Yury Komarov, then-head of exports to Europe, was an outspoken opponent of the treaty who argued it would cost Gazprom millions of dollars a year.

Miller was installed as Gazprom chief earlier this year, and his reign has been marked by more transparency and a reluctant understanding that the structure of natural gas markets is going to change whether Gazprom is ready or not.

Duma deputies say that parliament may go to vote on the charter by the end of this year. But first, the Duma's energy, transport and telecommunications committee must find common ground among its members.
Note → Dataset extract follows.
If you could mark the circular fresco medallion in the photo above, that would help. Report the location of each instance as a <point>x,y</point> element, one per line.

Kemper hopes to make some headway with the committee when she meets with its members Friday.

The ferocity of Gazprom's opposition became clear at Duma hearings earlier this year. The company claimed that it would be forced to open its pipelines to third parties and would have to unify tariffs for export and domestic shipments. Gazprom officials are worried that Turkmenistan's natural gas -- which is produced more cheaply than Russian gas -- would cut Gazprom's market share via Gazprom's own pipes.

Energy Charter officials say that this is a misinterpretation of the treaty and that Gazprom in no way would have to compromise its own leading position as a supplier to world markets.
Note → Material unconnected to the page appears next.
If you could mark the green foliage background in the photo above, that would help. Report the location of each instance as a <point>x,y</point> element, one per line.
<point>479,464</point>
While Russia has the largest natural gas reserves in the world, Turkmenistan is not far behind in fifth place. According to the U.S. Energy Department, Turkmenistan produced 1.7 trillion cubic meters last year. Turkmenistan was also the 12th country to ratify the charter.
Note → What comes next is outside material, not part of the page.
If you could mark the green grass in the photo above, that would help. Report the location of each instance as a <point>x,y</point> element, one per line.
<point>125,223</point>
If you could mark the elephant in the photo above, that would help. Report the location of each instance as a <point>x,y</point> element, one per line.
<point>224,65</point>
To assuage Russian fears further, the Energy Charter signatories began debate on a Transit Protocol in December 1999. The document further clarifies the issue of energy transit between countries and focuses on problems that are specific to the former Soviet Union.

Russia, for example, would like to have the right of first refusal in the renewal of long-term gas contracts. This means that once a contract with an importer runs out, Gazprom -- not the buyer -- would decide whether it wants to renew the contract. "This would make it next to impossible for new producers, smaller producers, to enter the market," Kemper said. "It would really go against what the treaty is trying to achieve. But we are working on ways to compromise. Perhaps we can apply this rule only geographically or have it phased out over a number of years."

"That idea isn't very realistic," said Jonathan Stern, a gas expert at the London-based Royal Institute of International Affairs.

"No one would have a commercial arrangement like that," Stern said. "It's as if I sold you a car, and if you wanted to buy another one, then you could only buy it from me. It's kind of a crazy idea."

Forcing gas buyers to stick with Gazprom might sound crazy, but to Russia, it's a way to keep some of its best customers. Ever since the 1991 collapse of Comecon, a former economic union led by the Soviet Union, East European states have tried to distance themselves from Russia, even when it doesn't make commercial sense.

The latest example of anti-Russian policy occurred in Poland this month when the Polish government signed a 20-year deal worth $11 billion to import natural gas from Norway at prices higher than Gazprom's. However, the Polish parliament Wednesday refused to endorse the agreement.

The problems of third-party pipeline access and discriminatory buying practices of some European countries are intertwined, said Vitaly Peshkov, deputy head of the Duma committee. "What, are we going to open up our pipelines -- those that were built and paid for by us -- to Central Asia just so they can sell to those European countries who wouldn't buy from us even if we offered competitive prices?" Peshkov said.

There are still many issues to be hammered out in the Transit Protocol, Peshkov said. Once they are resolved, Russia can confidently go ahead and ratify the treaty. "I can't say when that time will come," he said. "But I can say that we've moved ahead since last spring."

Energy Department officials have pushed for treaty accession because it would attract billions of dollars in foreign investment urgently needed by Russia's oil and gas sector.

The global majors agree. "Our company very much supports the Energy Charter," said Martin Frestl, Shell's head for Kazakhstan. "With an instrument like that, laws can be reviewed and regulations can be put in place. Kemper is on a good ticket to fight for it."